Acquired by Clearlake Capital-backed Perforce in October 2018, Perfecto is a specialist in cloud-based automated mobile and web application test software solutions.

Kinsbruner reminds us that in the era of Agile and DevOps, organisations have to accelerate the delivery of value [through working, valuable, effective, productive software] to their customers — and they need to do it quickly and at high-quality. 

The upshot – or direct corollary – of this reality is that implementing continuous testing processes and reducing the number of software iterations has become more essential.

Put simply, this also drives a clear need for continuous monitoring.

Kinsbruner writes as follows…

The Continuous Monitoring (CM) phase of the DevOps cycle is one of the most important because it continuously delivers real customer feedback from production back to the developers’ workstations.
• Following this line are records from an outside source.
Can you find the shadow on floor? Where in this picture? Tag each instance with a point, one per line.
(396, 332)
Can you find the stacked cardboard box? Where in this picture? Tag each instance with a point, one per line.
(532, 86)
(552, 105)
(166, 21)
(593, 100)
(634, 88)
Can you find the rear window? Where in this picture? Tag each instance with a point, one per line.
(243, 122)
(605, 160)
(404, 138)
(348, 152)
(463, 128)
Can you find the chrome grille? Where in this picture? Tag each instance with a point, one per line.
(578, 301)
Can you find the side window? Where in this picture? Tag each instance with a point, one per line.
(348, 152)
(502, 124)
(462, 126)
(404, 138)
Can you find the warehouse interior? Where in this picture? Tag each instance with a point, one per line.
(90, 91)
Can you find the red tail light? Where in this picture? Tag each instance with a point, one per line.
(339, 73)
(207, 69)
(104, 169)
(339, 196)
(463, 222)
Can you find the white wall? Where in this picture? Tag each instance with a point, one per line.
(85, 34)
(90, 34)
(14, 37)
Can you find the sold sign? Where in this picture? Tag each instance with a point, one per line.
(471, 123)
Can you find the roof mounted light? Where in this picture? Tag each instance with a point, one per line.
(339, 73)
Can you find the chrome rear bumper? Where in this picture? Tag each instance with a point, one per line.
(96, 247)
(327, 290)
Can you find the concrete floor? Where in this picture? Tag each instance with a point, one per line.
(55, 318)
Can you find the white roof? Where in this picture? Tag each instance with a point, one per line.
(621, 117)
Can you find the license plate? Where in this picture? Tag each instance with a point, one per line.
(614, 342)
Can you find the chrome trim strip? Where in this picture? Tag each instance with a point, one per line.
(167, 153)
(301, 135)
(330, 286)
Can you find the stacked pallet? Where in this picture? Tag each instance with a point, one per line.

This provides valuable end-user experience feedback from the app.

Developers implement continuous monitoring (often named Application Performance Management – APM) through either synthetic monitoring or Real User Monitoring (RUM).

Synthetic monitoring

Synthetic monitoring is when the team builds a ‘production-like’ environment that mimics the production environment as closely as possible.

Against this environment, developers execute test automation code (through the scheduler) that is connected to an alerting dashboard e.g. Splunk.

The main disadvantage of this method is that this, by design, is a ‘synthetic’ rather than ‘real user’ environment.

This can result in issues being missed, particularly in mobile apps that are specific to unique devices and environmental conditions.

RUM

Continuous monitoring via RUM is done via an SDK or an agent that is a piece of code bundled within the application in production.

This code continuously sends metrics and other important properties from the app back to the monitoring dashboards.

The advantage of this method is the unlimited coverage that developers get from the real user environment.

The risks include security – as this code acts like a backdoor from the app to the developers’ machines, reduced application performance due to the additional payload added to the app transactions by the SDK… and compliance with global regulations such as privacy.

Triggered CI jobs

With both approaches, DevOps teams automate key business transactions that are executed through triggered CI jobs – a few times a day or even hourly.

If an anomaly appears in the results of the continuous monitoring tests, an alert is thrown and sent back to a monitoring dashboard notifying developers about its severity and in some cases the root-cause of the incident.

They also enable Dev and Ops teams to tune their production environment during peak usage and / or other unique market events.